Ms. Capozzoli herself makes that myopic argument, contending that various forms of remote electronic “attendance” are customary now in professional circles; some of her supporters say the same thing in exactly the same words — thereby suggesting the source of their regurgitated opinions. The introduction of private business practices into the conduct of the public’s business is an old and insidious evil that has facilitated much corruption and created debilitating disaffection with (and mistrust of) government. Simply because something can be done doesn’t mean that it should be done.
If one member were allowed to Skype in from an undisclosed location, a la Dick Cheney, then the others would presumably enjoy that same consideration. Try to imagine the confusion to those in the audience if three or four members of a public board showed up on different screens, or appeared serially on the same screen. Then consider what would happen if the only members who could make a meeting were those communicating via Skype. At that point, the official discussion of public affairs would be disguised entirely from those without the necessary electronic equipment. Since the meeting would have no specific venue, the general public would not be able to attend. Even if the school district provided a room for remote screening of the proceedings, the public could not comment, ask questions, or participate in any meaningful way.
Accepting the Lentini-Capozzoli contention about the practicality and propriety of using Skype as a vehicle for official political discourse is not that different from admitting that our traditional educational model of classroom teaching is obsolete. Why support innumerable school buildings with legions of teachers, custodians, cooks and adjunct administrators, and maintain fleets of buses, only to either cancel everything or cut a $190,000 school day in half for two or three inches of snow. Just let the kiddies stay home every day, safe and sound.
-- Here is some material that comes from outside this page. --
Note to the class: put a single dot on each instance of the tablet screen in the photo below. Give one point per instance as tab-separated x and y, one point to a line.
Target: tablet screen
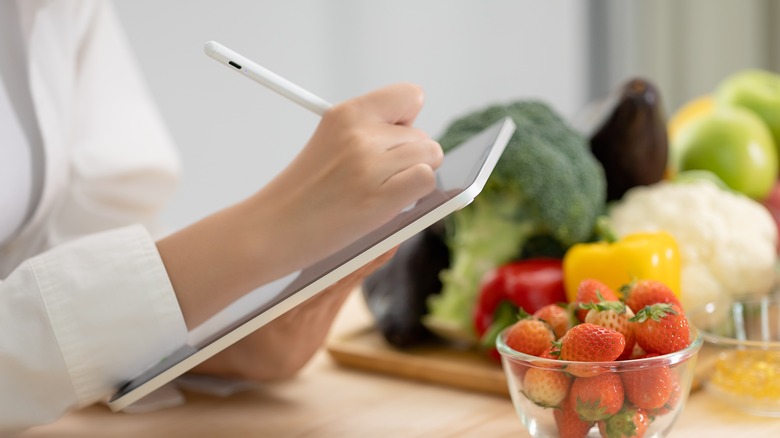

Hundreds of them could turn to their computers and absorb the wisdom of a single teacher, or follow the instructions of a software program unrepresented by a labor union.
If direct human interaction is no longer necessary or desirable in deciding questions of deep public interest, then it is certainly not necessary in the field of education. Most teachers who acquire advanced degrees now do so through online courses that are allegedly as rigorous and effective as those offered in a classroom setting. Even if that did not undermine National Education Association claims about the importance of the classroom teacher to the educational process, the pro-Skype argument of certain Conway School Board members would.
William Marvel lives in South Conway.